Grameen banking is intended and focused to do away with poverty. The bank and the Grameen Foundation make no bones about it: They are trying to eradicate a way of life that has impoverished men and women for hundreds of years, and they are doing this one micro-loan at a time.

Loans to Poor People

Grameen banking makes very small loans, usually $50 to $300, available to individual borrowers, and those borrowers will always be poor people, perhaps situated in a rural Bangladeshi village. These are people whom a bank officer has met personally to determine their character and their needs.  It may be true, as well as a neat saying, that “The less you have, the more you get.”

Collateral Is Very Different

The rural poor who do business with Grameen are their own collateral. That is, they will not put up an automobile, a house, or even a cow in order to take a loan. The reason for this? They are the poor, and the bank intends to make them less so through the operation of a business venture that they will start by themselves. Taking tangible collateral from them would be difficult in most cases; they might not have anything to take.

A Borrower with Four Friends

If a prospective borrower can find four friends with whom she is comfortable working, she is on her way to success at finding a micro-loan from Grameen Bank. This is because the five friends are a working project group, and it is their pledge that they will support one another both in the production phase of their project, that is, making goods or providing services, and in the pay-back phase.  Most loans are repaid in six or twelve months, and the groups will to succeed helps to make that repayment a happy reality.

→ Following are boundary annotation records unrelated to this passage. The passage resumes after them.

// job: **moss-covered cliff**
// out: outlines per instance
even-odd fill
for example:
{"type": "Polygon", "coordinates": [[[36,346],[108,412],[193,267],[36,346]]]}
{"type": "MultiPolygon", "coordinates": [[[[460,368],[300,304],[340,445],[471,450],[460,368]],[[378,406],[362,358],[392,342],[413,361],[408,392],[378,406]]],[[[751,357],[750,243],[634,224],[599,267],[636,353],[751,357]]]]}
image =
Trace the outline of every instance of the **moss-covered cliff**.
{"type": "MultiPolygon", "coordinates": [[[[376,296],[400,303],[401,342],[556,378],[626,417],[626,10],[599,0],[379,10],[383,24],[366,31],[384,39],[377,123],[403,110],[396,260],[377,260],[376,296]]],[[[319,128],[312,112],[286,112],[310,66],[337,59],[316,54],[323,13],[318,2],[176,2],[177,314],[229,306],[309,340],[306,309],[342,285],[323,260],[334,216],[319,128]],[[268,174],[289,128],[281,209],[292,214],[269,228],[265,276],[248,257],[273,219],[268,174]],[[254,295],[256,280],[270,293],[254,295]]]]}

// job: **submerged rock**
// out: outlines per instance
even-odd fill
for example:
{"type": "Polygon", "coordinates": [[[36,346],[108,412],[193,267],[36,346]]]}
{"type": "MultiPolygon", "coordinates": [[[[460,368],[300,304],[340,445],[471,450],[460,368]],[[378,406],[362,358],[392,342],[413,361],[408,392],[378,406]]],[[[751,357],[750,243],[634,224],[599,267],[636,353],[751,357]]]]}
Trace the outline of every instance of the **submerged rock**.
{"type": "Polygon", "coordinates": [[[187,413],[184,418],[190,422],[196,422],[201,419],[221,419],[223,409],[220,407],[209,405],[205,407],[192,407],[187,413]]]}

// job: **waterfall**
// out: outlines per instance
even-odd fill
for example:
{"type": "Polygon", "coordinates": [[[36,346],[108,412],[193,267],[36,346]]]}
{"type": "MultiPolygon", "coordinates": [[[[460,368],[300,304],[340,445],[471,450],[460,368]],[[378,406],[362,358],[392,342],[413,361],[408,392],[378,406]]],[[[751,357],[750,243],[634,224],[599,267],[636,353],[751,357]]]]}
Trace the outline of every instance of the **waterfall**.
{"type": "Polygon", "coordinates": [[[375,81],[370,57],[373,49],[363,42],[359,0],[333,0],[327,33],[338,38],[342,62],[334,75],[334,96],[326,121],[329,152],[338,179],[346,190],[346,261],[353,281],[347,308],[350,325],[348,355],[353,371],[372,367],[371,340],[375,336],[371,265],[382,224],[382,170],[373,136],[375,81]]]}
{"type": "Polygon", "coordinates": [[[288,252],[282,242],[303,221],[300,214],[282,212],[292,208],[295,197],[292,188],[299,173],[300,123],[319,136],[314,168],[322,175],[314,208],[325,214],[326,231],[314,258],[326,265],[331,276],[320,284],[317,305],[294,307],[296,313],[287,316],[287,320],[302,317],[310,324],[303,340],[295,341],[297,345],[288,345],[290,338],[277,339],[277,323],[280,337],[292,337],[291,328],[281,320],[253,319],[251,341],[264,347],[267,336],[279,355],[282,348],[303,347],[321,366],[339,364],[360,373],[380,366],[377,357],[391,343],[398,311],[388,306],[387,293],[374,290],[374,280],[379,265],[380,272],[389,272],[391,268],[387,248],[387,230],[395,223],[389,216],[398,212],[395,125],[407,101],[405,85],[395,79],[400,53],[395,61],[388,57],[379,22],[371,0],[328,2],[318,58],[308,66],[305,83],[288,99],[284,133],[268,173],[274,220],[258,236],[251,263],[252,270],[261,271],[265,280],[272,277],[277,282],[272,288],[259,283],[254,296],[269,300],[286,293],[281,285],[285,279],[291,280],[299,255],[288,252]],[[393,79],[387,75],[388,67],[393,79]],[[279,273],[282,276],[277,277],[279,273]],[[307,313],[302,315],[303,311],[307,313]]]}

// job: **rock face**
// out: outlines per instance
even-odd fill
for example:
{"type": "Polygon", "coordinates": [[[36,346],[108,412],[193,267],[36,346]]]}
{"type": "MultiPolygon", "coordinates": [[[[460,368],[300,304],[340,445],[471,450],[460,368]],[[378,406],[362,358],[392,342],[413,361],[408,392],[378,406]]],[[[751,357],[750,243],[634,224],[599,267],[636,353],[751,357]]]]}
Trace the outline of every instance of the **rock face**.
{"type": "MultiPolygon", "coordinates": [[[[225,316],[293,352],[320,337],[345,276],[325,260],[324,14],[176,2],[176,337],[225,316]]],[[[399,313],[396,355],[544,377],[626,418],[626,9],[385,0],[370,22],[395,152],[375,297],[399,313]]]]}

One’s Default Is the Group’s Default

As in any business, there must be rules, though Grameen’s rules are as generous as the financial world will ever produce.  Only one or two persons in a project group may take loans. After those are repaid, others may take loans, but only by proving that they will responsibly retire the debt in concert with their working group. It is thus peer pressure and the pride of achievement that keeps repayment rates for Grameen above 95 percent.

Grameen began a new way of approaching the situation of the world’s poorest inhabitants. Their initiative has paid off in millions of healthier, wealthier banking customers, who, as a result of their community work, now live in villages and towns less impacted by the terrible poverty they once knew.

Despite the fact that Grameen now has loaned the equivalent of more than a billion dollars, their bankers still do not work in high-end financial circles. Their intentions are still the same, to knock out world poverty by changing the situations of poor people for the better. They continue to give tiny loans, and the world sees corresponding changes to poor people’s hopes. It is working, as promised.